Evolutionary trade-offs occur when selection on one trait has detrimental effects on other traits. In pathogenic microbes, it has been hypothesized that antibiotic resistance trades off with fitness in the absence of antibiotic. Although studies of single resistance mutations support this hypothesis, it is unclear whether trade-offs are maintained over time, due to compensatory evolution and broader effects of genetic background. Here, we leverage natural variation in 39 extraintestinal clinical isolates of Escherichia coli to assess trade-offs between growth rates and resistance to fluoroquinolone and cephalosporin antibiotics. Whole-genome sequencing identifies a broad range of clinically relevant resistance determinants in these strains. We find evidence for a negative correlation between growth rate and antibiotic resistance, consistent with a persistent trade-off between resistance and growth. However, this relationship is sometimes weak and depends on the environment in which growth rates are measured.
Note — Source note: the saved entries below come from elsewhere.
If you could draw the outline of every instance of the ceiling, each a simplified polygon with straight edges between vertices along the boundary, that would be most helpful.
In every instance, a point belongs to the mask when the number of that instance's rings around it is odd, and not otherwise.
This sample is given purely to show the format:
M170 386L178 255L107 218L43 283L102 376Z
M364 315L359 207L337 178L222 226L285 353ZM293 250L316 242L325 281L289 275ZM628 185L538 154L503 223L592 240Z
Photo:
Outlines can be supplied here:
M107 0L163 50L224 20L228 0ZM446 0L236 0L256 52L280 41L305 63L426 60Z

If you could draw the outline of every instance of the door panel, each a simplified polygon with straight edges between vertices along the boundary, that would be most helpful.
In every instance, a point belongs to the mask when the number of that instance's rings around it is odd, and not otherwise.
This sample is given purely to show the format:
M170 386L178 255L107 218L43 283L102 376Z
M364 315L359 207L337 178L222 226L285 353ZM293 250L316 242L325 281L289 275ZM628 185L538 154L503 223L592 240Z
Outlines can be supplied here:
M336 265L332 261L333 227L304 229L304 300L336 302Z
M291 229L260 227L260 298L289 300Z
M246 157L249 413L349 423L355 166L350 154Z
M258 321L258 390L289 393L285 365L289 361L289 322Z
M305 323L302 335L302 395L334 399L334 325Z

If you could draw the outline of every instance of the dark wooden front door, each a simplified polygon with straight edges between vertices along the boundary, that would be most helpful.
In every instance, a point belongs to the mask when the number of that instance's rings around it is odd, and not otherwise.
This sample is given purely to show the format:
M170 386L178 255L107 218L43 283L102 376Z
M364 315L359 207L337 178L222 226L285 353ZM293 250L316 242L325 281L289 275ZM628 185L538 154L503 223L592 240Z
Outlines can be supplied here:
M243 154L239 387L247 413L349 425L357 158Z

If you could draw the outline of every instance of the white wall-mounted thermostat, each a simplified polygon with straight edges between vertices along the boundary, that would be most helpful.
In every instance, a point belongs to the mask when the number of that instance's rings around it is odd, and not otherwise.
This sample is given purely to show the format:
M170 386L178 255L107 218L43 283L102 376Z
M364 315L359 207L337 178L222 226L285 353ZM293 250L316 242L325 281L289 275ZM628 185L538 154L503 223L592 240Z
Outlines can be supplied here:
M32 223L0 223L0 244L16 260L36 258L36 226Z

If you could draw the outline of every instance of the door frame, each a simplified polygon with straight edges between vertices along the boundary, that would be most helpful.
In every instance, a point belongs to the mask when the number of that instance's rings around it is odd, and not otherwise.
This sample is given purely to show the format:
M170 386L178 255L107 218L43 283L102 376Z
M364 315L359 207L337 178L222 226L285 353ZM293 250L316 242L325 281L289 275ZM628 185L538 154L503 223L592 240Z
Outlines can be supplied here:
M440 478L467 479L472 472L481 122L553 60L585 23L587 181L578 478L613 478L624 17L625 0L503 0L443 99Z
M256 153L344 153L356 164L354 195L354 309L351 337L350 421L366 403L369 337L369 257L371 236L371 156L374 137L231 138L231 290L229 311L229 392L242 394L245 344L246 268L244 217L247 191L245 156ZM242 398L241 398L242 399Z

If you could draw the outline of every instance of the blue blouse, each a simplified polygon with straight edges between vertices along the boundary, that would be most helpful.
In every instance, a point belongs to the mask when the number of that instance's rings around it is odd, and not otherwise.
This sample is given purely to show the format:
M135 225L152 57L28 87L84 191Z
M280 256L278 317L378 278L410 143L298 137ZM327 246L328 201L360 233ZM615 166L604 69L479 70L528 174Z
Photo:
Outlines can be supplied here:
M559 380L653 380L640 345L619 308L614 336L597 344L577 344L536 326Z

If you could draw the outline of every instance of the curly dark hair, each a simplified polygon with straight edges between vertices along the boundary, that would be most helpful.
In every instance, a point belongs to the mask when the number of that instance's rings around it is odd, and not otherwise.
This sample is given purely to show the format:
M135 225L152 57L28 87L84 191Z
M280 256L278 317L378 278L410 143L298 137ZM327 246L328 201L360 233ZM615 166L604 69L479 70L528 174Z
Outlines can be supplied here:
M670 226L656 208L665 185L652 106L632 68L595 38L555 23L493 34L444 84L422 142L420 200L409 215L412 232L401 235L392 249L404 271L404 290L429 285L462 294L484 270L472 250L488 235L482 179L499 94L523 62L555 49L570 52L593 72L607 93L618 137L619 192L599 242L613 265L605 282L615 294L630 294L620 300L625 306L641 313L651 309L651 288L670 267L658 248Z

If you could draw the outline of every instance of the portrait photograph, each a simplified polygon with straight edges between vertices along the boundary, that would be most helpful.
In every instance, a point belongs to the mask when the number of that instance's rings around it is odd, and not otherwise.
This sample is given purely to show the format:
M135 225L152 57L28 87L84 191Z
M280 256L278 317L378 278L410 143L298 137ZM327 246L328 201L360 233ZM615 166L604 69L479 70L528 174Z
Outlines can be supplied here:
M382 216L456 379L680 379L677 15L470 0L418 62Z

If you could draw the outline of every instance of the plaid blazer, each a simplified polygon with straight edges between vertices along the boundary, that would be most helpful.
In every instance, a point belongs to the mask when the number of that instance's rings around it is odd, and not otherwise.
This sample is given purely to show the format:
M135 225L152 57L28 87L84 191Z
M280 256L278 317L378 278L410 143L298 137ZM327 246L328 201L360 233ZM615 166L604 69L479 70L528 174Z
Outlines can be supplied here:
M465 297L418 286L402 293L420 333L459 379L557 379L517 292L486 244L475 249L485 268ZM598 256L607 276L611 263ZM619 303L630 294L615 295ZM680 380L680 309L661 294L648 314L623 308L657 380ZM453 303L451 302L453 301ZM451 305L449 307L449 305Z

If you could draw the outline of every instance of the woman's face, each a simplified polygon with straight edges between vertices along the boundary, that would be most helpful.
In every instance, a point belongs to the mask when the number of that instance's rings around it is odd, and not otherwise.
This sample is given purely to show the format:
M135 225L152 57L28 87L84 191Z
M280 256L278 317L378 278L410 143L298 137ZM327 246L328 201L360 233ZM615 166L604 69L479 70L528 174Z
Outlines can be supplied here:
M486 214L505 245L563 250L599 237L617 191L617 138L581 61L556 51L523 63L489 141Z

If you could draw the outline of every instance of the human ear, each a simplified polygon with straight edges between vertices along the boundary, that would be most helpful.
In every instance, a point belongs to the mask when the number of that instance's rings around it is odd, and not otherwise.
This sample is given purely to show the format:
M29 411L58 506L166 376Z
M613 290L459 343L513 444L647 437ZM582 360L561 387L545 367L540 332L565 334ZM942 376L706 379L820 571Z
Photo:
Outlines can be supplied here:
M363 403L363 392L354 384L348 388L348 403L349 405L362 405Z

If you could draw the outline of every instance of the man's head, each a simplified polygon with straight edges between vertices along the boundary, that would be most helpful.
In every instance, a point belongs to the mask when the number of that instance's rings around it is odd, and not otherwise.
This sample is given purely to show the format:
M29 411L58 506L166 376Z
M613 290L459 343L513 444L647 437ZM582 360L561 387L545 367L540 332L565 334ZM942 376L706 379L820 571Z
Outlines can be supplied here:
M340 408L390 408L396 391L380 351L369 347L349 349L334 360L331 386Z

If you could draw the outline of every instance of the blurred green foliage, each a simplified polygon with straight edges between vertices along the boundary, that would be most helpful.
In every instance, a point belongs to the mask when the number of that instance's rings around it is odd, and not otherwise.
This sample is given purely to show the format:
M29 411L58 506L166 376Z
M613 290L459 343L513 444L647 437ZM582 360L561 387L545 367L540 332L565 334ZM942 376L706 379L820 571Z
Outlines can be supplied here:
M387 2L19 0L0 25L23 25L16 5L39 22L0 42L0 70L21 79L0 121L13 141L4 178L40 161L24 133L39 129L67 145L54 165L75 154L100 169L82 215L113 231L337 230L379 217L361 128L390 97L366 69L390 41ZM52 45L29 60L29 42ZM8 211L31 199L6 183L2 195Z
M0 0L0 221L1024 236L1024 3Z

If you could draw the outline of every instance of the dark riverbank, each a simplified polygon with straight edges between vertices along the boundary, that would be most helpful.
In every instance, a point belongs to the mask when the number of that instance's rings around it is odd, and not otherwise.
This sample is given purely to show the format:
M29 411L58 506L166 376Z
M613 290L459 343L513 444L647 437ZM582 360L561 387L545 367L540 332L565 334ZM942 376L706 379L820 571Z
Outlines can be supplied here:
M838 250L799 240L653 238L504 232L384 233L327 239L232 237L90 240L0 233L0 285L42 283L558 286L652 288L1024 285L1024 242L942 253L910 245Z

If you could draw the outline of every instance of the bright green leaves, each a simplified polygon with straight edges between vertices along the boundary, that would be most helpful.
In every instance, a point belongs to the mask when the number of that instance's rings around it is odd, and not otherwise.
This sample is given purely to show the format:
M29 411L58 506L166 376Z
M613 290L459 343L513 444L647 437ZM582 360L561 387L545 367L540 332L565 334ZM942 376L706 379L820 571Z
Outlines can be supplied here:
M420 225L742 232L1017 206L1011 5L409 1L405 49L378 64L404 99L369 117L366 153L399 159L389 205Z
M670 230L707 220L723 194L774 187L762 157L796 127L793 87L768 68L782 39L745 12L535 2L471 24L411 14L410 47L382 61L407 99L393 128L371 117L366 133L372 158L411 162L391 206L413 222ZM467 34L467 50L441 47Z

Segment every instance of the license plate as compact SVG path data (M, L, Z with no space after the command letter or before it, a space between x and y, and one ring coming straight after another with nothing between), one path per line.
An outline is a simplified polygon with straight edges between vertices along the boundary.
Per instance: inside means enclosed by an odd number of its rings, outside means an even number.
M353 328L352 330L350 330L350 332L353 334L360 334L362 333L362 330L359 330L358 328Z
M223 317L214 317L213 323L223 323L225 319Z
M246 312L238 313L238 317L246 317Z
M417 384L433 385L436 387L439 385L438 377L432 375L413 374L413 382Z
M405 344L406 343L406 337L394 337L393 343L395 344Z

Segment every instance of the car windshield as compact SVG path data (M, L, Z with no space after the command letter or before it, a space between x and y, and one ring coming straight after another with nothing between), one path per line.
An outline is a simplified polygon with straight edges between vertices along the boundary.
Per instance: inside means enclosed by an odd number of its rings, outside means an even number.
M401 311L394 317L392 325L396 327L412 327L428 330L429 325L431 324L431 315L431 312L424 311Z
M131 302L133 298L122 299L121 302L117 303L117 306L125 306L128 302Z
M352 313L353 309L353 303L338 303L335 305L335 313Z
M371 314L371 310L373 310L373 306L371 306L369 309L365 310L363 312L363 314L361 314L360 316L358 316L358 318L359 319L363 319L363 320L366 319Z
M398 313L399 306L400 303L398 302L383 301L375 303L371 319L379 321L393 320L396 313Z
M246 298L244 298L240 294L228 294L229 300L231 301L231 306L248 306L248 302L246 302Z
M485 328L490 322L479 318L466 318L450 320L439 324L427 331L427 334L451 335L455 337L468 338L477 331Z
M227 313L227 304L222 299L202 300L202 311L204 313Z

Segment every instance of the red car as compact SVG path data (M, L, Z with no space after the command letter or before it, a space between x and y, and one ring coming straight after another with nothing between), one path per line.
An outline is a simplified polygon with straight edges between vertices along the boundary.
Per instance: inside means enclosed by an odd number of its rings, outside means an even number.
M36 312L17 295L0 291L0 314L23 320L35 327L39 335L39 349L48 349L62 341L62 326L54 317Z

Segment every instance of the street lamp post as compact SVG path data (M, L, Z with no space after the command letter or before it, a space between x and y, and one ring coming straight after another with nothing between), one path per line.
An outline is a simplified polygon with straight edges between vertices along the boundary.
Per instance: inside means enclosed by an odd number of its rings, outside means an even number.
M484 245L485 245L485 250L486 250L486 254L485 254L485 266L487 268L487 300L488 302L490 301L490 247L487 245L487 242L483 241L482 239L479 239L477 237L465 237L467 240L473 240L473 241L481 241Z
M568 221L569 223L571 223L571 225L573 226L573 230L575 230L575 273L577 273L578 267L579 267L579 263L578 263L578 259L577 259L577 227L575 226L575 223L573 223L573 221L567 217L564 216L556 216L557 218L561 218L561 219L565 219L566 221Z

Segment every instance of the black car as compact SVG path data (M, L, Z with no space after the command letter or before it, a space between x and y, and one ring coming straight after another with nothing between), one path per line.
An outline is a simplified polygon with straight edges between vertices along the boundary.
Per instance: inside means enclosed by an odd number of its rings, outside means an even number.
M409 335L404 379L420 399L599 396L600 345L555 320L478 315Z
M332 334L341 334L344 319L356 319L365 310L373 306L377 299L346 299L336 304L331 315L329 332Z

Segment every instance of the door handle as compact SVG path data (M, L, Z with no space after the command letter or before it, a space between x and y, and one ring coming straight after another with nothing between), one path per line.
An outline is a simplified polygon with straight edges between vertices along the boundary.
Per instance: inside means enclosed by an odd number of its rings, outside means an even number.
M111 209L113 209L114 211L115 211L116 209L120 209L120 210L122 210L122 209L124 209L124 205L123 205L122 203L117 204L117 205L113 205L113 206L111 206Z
Using in vitro selection experiments, we find that compensatory evolution in one environment does not guarantee compensation in other environments. Thus, even in the face of compensatory evolution and other genetic background effects, resistance may be broadly costly, supporting the use of drug restriction protocols to limit the spread of resistance. Furthermore, our study demonstrates the power of using natural variation to study evolutionary trade-offs in microbes.
Keywords: antibiotic resistance; compensatory evolution; epistasis; trade-off; whole-genome sequencing.
© The Author(s) 2018. Published by Oxford University Press on behalf of the Society for Molecular Biology and Evolution.